Alan Dell

Commentary: In time, Canes will appreciate this season


The pain will sting and linger for a while; it’s just that way when a dream is taken from you.

But when their hearts no longer feel heavy and their vision clears, the players on the Manatee High football team will see the 2010 season for what it was.

This was all about a journey and what you did along the way. The final destination is important, but what happened during the voyage is what will bring them the most satisfaction.

They did not reach their final stop, losing 31-7 to St. Thomas Aquinas on Friday night in a Class 5A state semifinal.

It wasn’t even that close. Aquinas had two touchdowns called back and dominated the game on both sides of the ball.

The Raiders baptized Manatee sophomore quarterback Cord Sandberg with five sacks and had him running for his life a good part of the night.

But he grew up as the game wore on, completing 12 of 18 passes for 200 yards with a touchdown and an interception.

For a sophomore who isn’t old enough to have a driver’s license, it was impressive.

He never lost his poise or confidence and maintained a demeanor that never showed weakness or displayed what he was thinking.

He had never taken a meaningful snap in a high school football game before this season. Until he went up against Aquinas, he never faced a program that some say should be playing junior college football with its talent and penchant for gathering players from all walks of life regardless of where they live.

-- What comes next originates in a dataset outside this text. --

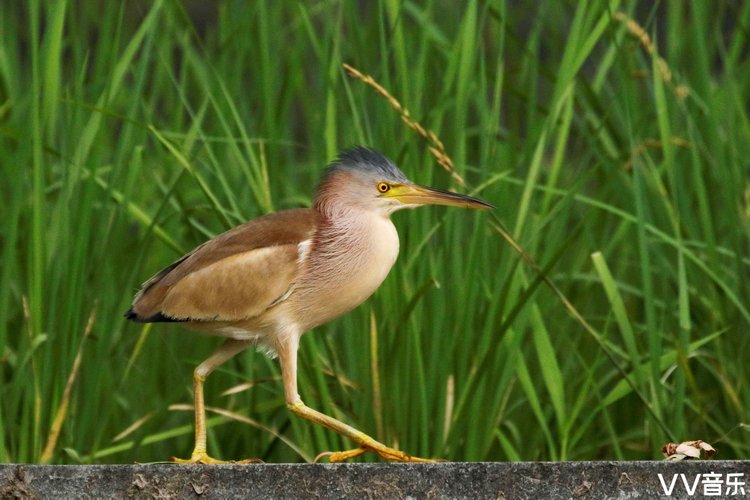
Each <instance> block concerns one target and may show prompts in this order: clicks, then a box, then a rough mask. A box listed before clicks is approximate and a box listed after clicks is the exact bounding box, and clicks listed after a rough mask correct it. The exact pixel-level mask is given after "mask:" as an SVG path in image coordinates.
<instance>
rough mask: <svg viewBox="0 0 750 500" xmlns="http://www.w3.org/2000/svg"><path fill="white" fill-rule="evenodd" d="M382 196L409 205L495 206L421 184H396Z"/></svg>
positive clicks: (470, 197) (484, 202)
mask: <svg viewBox="0 0 750 500" xmlns="http://www.w3.org/2000/svg"><path fill="white" fill-rule="evenodd" d="M380 196H381V197H383V198H394V199H396V200H398V201H400V202H401V203H404V204H407V205H447V206H451V207H464V208H477V209H486V208H495V206H494V205H491V204H489V203H487V202H486V201H482V200H480V199H479V198H474V197H473V196H466V195H464V194H458V193H454V192H453V191H443V190H441V189H435V188H431V187H427V186H419V185H417V184H398V185H394V186H392V187H391V190H390V191H388V192H387V193H383V194H382V195H380Z"/></svg>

“They had athletes and came out and ran man to man against us and beat us up front, so it was tough to throw and get the passing game going,” Sandberg said. “Eventually we got some of our skill guys in space and got some yardage, but we just couldn’t maintain it. We had our chances, but they played a great game.

“This was by far the best defense I played against. They had corners playing soft, but quick enough to come up and play the hitch. I am not happy about the result, but we got beat by a better team, and I will be better for the experience.”

There were enough national high school football polls this year to run somebody for president and keep every state happy.

But whichever way you cut it, Aquinas had to be the favorite in this game. The Raiders were hungry to the point of desperation, and there is nothing more dangerous than a wolf backed into a corner.

Manatee quarterbacks coach Chris Conboy, who had brought Sandberg along like he was his own son, couldn’t be more pleased with how he performed despite the rocky start.

“He handled things very well. They are a very good team and threw a lot at him,” Conboy said. “He made some big throws and handled the pressure well. We couldn’t stay on our blocks, and when we did we couldn’t match their speed on defense.”

The Canes faced heavy odds. Aquinas takes its football more serious than the state of Texas, where it’s a religion, and hadn’t lost at home since 2006.

The Canes suffered so many injuries this season that they needed a team of doctors and surgeons to sort things out; but somehow they got through it all, winning 13 straight games against some of the best opponents America had to offer.

It started with a victory on national television against an opponent who had beaten them in last year’s state championship game. Manatee won it and then traveled to Pennsylvania to take on another heralded opponent and won again and the ball kept rolling.

Now it’s over, and the disappointment will haunt them for a while. But these kids need to know the journey is not finished. It just takes a different route with different people.

We will read about some of these kids in colleges, though the majority of the seniors have likely played their last organized game of football.

But they are all tied together; they gave folks in Manatee County, young and old, from all walks of life a reason to believe their lives can be successful.

The friendships and bonds these impressionable teenagers formed will last a lifetime and are more valuable than the state championship ring they chased.

They won’t agree with that assessment now, but someday they will; more so perhaps when their own sons put on the same uniform they wore on this night.